Member of Parliament
- In office June 1949 – June 1957
- Preceded by: Harold Timmins
- Succeeded by: Arthur Maloney
- Constituency: Parkdale

Personal details
- Born: John William Gordon Hunter 28 January 1909 Toronto, Ontario
- Died: 15 April 1993 (aged 84) Toronto, Ontario
- Party: Liberal
- Spouse(s): Margaret Agnes Culhane (m. 21 June 1941)
- Profession: barrister, lawyer
- Committees: Chair, Standing Committee on Banking and Commerce (1956–1957)

= John Hunter (Canadian politician) =

Canadian federal politician

John William Gordon Hunter (28 January 1909 – 15 April 1993) was a Liberal party member of the House of Commons of Canada.

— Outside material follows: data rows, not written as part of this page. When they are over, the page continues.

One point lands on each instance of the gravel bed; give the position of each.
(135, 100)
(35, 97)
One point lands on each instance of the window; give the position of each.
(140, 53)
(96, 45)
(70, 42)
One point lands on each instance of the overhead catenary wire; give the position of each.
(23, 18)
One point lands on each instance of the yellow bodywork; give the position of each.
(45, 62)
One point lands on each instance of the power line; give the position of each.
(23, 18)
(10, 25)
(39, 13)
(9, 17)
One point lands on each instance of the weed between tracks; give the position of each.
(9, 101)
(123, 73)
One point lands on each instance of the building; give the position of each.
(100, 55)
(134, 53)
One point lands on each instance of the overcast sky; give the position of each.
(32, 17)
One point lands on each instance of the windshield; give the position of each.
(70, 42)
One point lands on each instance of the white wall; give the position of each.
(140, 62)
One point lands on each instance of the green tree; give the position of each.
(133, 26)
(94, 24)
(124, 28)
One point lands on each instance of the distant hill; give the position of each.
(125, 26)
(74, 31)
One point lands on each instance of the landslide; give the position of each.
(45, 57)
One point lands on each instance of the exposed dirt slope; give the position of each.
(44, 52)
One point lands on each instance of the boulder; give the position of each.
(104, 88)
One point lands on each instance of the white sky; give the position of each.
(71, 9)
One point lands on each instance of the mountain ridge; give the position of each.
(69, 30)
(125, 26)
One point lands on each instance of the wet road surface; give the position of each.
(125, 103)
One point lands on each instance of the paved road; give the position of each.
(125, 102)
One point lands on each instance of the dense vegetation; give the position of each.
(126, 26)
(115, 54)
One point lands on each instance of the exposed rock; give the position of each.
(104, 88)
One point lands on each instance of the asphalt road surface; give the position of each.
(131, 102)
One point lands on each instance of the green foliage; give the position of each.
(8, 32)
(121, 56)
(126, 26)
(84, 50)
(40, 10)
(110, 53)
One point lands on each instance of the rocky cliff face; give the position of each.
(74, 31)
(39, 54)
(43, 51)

Hunter studied at the University of Toronto and Osgoode Hall Law School to become a barrister and lawyer.

He was a candidate in a federal by-election at the Parkdale riding on 21 October 1946, but was unsuccessful. He unseated Harold Timmins at the 1949 general election. Hunter was re-elected in 1953, but was defeated in the 1957 election by Arthur Maloney of the Progressive Conservative party. Hunter was again unsuccessful in 1958. He died at Sunnybrook Health Sciences Centre in Toronto in 1993.